第46話

「アハハ……そういうことでしたか」

「いやぁ、一人だけ楽をしようとしていた罰が下ったんでしょうね。まさかこうなってしまうとは……」


 一ヶ月以上話をしていなかったけど、一度話題を見つけてしまえば案外なんてことはない。

 私は自分が監督官になった経緯を偽りなく原田先生に伝えると彼女は何かホッとしたような顔で笑っていた。

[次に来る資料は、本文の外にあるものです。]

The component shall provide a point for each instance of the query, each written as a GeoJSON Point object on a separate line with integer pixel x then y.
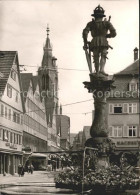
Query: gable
{"type": "Point", "coordinates": [6, 62]}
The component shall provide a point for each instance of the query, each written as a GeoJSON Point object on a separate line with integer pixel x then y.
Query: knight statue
{"type": "Point", "coordinates": [99, 45]}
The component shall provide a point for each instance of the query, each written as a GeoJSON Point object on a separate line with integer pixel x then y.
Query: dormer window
{"type": "Point", "coordinates": [133, 85]}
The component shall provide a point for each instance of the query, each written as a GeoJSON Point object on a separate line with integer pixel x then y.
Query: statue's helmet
{"type": "Point", "coordinates": [99, 12]}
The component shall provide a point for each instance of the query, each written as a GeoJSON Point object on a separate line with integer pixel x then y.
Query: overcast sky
{"type": "Point", "coordinates": [23, 28]}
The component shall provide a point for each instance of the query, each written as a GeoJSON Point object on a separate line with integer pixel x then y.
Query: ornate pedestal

 呆れられてしまうかと思ったけれど、なんでだか彼女は嬉しそうだ。


「なんだか嬉しそうですね原田先生。私の失敗談がそんなに面白いですか?」


 私はつい意地悪な質問をしてしまった。

 

「フフッ、そうかもしれません」

「えぇ」


 慌てて否定する原田先生を想像していたのだけれど、思わぬ返しに驚いてしまう。


「前にも言ったと思いますけど、三波先生は何でも一人で熟してしまう人に見えていたので。意外と普通なんだなって。それが分かってちょっと嬉しいです」


 その『普通』という言葉にはどんな意味が込められてるのだろうか。

 誉め言葉ではなさそうだ。

 でも、彼女の表情からして私を馬鹿にしようだとかそういう意図がないことは分かる。


 私もおかしな憧れを持たれてしまうとプレッシャーになるから、早々に誤解が解けたようで何よりと思う事にする。

 

「前にも失敗談を話したと思いますけどね」

「あの時は、私を慰めるために冗談を言ってくれたのかと……」

「他の方に聞いてみればよかったのに」

「それは流石に憚られると言いますか……」


 まぁ、そりゃあそうか。

 先輩の失敗談を聞いて回るというのはそれはそれで、ハードルが高い。

 何より原田先生の性格的にそんなことはできなさそうだ。

 彼女は如何にも人の嫌がることを自分がしてしまうことを嫌うタイプに見える。

 実際そうなのだろう。

 

「あれもちゃんと本当の話ですよ」

「そうなんですね……って、すみません、引き留めてしまって」


 なんとなく雑談を続けてしまっていたけれど、原田先生は私がクラスへ向かう途中だったことを思い出して謝罪してきた。

 こちらから話を広げてしまったのだから気にしないで欲しい。

 

「ああ、いえいえ、大丈夫ですよ。むしろ、久しぶりに話せてよかったです」

「…………はい、私も」


 ちょっとだけスッキリしような、それでいて寂しそうな顔をしてから彼女は一言を付け加える。


「色々と整理ができました」

「整理?」

「なんでもないです。……手伝えることがあれば言ってくださいね、三波先生」


 原田先生が何を考えていたのかは分からない。

 けれど、晴れやかな彼女を見て、きっと悪い事ではないのだろうと思う。


「はい、じゃあ私はこれで」


 小さく頭を下げると、私はリホさんのクラスへと歩き出す。

 放課後の廊下はいつもとは違う賑やかさがある。

 生徒たちの話し声が、私の雑念を吹き飛ばす。


 さぁ、引き受けたからにはしっかり仕事をしよう。